Outlook and Recommended Actions
Official vulnerability databases, and even scanning tools, cannot arm organizations with one key metric: the overlap between the vulnerabilities in the systems you use and the ones that are being actively exploited by threat actors. The goal of this annual list is to provide an account of the most widely adopted vulnerability exploits, in addition to some recommended actions:
- Prioritize patching of all the vulnerabilities identified in this post.

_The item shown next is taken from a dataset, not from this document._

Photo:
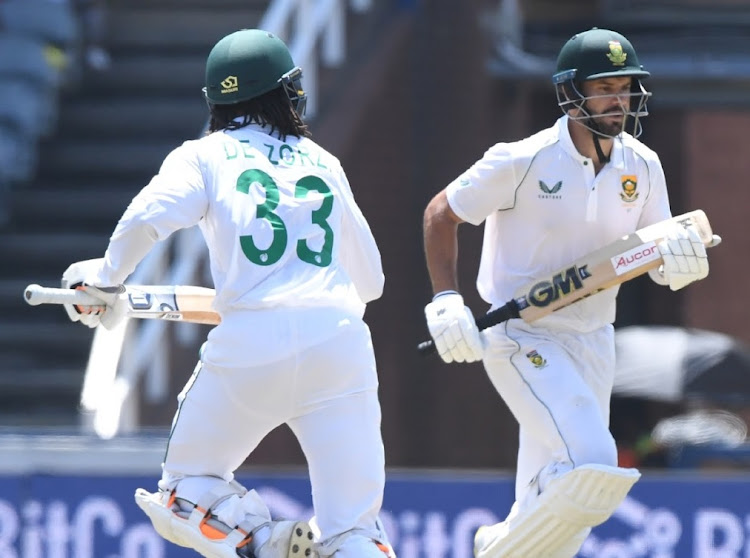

- Do not forget to patch older vulnerabilities — the average vulnerability stays alive for nearly seven years.
- Remove the affected software if it does not impact key business processes.
- Consider Google Chrome as a primary browser.
- While Flash Player is going away and more sites increasing have removed this technology from its site, continue to heed caution with websites that don’t.
- Utilize browser ad-blockers to prevent exploitation via malvertising.
- Frequently back up systems, particularly those with shared files, which are regular ransomware targets.
- Users and organizations should conduct or maintain phishing security awareness to mitigate attacks.
- Companies should deliver user training to encourage skepticism of emails requesting additional information or prompting clicks on any links or attachments. Companies will not generally ask customers for personal or financial data, but when in doubt, contact the company directly by phone and confirm if they actually need the information.